This tutorial covers the basic steps to call structural variations in vcf format from long reads. In the previous sections you learned the basics about basecalling and alignment with Nanopype works. The sv module is placed downstream of the alignments supporting a variety of basecalling into alignment into sv workflows.
Structural variation detection is designed to support pooling of multiple flow cells. In this example we have only reads from one, still a runnames.txt is needed in the working directory:
echo '20190225_FAH93688_FLO-MIN106_SQK-LSK109_sample' > runnames.txt
To start SVIM with guppy basecalling and minimap2 alignment, simply run the following command:
snakemake --snakefile ~/src/nanopype/Snakefile -j 4 sv/svim/minimap2/guppy/DNA.NC_001416_1.vcf.gz -n
Depending on if you already ran the alignment tutorial, the job list is different, either:
Job counts: count jobs 1 sv_compress 1 svim 2
Job counts: count jobs 1 aligner_merge_batches_names 1 aligner_merge_tag 1 aligner_merge_tag_names 1 aligner_sam2bam 1 guppy 1 minimap2 1 sv_compress 1 svim 8
Snakmake will always reuse intermediate results found in the processing directory. It is therefore highly recommended to keep the temporary output in the batches folders of each module until the entire workflow is completed.
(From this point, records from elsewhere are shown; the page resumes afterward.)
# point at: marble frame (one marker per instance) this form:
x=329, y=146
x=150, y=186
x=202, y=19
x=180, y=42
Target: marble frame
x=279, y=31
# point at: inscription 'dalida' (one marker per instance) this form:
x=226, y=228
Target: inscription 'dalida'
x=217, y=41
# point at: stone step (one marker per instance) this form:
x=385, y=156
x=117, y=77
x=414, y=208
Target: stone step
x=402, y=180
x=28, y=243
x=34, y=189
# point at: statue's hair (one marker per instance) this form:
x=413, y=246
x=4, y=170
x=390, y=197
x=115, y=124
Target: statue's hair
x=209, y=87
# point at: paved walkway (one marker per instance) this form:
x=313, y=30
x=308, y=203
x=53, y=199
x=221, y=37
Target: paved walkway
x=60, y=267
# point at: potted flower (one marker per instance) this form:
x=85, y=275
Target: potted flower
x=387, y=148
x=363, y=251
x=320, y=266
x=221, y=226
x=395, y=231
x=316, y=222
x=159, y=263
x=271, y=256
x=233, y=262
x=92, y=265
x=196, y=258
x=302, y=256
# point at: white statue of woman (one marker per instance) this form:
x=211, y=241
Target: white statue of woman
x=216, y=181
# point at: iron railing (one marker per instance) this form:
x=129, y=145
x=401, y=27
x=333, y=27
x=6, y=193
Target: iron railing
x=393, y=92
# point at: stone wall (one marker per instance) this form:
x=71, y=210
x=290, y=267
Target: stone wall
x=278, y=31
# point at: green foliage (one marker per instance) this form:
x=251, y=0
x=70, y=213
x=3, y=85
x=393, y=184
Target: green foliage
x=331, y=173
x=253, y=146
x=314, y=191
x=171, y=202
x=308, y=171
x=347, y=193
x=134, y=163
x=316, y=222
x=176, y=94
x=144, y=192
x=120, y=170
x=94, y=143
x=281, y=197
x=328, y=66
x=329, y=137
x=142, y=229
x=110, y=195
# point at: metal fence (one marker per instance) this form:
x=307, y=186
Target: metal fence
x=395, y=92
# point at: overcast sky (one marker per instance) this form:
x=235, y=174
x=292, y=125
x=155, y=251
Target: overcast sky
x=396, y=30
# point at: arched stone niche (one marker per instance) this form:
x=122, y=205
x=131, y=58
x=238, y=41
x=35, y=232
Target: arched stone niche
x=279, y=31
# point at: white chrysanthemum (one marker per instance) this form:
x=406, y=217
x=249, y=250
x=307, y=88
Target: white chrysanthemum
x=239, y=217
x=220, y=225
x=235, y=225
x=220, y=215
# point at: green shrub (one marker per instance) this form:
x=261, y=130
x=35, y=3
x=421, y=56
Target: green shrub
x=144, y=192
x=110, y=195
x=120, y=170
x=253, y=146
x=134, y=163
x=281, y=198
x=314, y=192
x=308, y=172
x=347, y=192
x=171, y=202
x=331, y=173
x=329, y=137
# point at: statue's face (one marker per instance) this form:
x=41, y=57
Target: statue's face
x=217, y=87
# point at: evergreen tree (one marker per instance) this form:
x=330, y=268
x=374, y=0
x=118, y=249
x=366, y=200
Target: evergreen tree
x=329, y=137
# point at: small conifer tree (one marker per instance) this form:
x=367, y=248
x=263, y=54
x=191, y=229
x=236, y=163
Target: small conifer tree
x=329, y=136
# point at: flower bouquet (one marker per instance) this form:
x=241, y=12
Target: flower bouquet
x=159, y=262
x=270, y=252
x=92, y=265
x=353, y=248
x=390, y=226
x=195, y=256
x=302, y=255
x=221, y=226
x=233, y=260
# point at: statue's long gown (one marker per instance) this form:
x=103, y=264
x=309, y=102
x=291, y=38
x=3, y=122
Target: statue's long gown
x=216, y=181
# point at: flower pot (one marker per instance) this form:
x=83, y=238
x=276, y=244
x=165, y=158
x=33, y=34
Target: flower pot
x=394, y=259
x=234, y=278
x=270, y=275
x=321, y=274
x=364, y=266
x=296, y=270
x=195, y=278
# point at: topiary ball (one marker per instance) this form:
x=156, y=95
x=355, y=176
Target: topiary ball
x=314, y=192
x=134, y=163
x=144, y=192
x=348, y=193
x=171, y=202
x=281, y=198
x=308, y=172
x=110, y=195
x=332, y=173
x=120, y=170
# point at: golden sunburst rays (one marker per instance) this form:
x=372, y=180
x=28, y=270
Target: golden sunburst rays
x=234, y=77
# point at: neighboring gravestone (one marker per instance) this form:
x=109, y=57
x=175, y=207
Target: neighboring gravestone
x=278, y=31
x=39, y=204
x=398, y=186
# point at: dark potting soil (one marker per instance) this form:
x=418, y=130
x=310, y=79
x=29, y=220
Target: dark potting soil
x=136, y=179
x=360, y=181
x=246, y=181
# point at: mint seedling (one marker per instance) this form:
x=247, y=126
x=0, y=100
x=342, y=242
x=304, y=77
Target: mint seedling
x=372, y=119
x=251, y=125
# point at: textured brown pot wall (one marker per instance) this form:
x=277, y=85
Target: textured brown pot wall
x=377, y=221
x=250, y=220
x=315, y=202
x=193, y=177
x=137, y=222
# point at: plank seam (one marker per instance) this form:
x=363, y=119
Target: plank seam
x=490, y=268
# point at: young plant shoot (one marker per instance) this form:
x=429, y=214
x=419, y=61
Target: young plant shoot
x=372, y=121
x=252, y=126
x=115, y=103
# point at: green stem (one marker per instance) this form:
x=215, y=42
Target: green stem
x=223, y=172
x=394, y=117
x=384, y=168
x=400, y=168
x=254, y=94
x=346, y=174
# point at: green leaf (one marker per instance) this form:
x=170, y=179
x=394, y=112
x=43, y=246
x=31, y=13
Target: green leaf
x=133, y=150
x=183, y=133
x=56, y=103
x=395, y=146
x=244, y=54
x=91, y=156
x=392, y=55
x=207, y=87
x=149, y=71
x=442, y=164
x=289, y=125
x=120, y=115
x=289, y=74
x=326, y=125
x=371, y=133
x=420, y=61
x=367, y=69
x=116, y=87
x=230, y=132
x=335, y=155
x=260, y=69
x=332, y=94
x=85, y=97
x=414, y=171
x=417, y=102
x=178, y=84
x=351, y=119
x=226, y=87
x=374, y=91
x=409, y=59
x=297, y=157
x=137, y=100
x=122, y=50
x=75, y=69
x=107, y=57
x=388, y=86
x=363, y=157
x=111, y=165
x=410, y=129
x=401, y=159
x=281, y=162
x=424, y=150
Execute the sv detection without the dry-run flag:
snakemake --snakefile ~/src/nanopype/Snakefile -j 4 sv/svim/minimap2/guppy/DNA.NC_001416_1.vcf.gz
Of course any combination of basecalling, alignment and sv detection is possible:
snakemake --snakefile ~/src/nanopype/Snakefile -j 4 sv/sniffles/ngmlr/guppy/DNA.NC_001416_1.vcf.gz -n snakemake --snakefile ~/src/nanopype/Snakefile -j 4 sv/sniffles/minimap2/guppy/DNA.NC_001416_1.vcf.gz -n
Note again the different jobs required (new NGRML alignment):
Job counts: count jobs 1 aligner_merge_batches_names 1 aligner_merge_tag 1 aligner_merge_tag_names 1 aligner_sam2bam 1 ngmlr 1 sniffles 1 sv_compress 7
vs (existing minimap2 alignment):
Job counts: count jobs 1 sniffles 1 sv_compress 2
Done! All examples of this tutorial produced vcf.gz files for further downstream analysis. Using SVIM for instance, filtering the output by score is a good next step.